Ce que voient les ombres

                     Mon café n'est pas encore froid que je pense déjà à en commander un autre. Il est 17h30 à la pendule au dessus des affiches publicitaires, vantant les mérites de soirées à thèmes des discothèques environnantes, qui jonchent les mûrs du bar.

Je suis seul à la terrasse. Adossé au mûr de droite, j'ai la possibilité de voir ce qui se passe dans la pièce, sur la terrasse et les estivants remonter de la plage.

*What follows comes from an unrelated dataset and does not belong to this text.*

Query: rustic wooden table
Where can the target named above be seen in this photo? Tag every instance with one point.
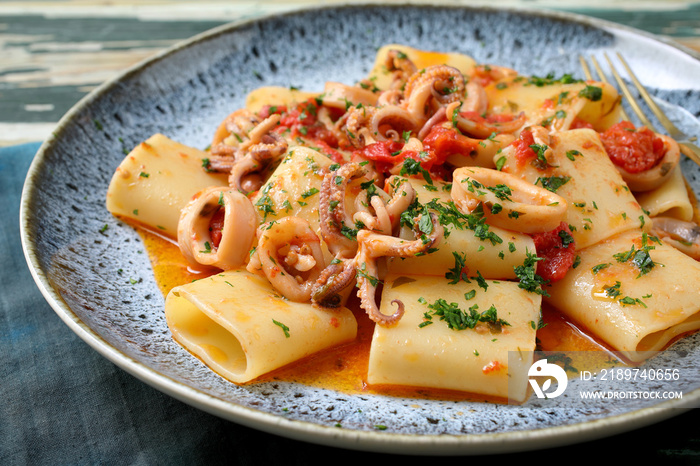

Si la manoeuvre est remarquée, cette position visionnaire stratégique doit me donner, pour l'oeil du stratège, un air de voyeur. Sans doute se reconnaît-il alors en me regardant; il n'y a qu'un voyeur pour en reconnaître un autre.

     Mais voilà, je fais partie de la première catégorie, de la crème du regardeur. Bien que ne m'étant jamais mesuré à de réels concurrents dans ce domaine, je me place volontiers au sommet de l'échelle hiérarchique du reluquage interprétatif.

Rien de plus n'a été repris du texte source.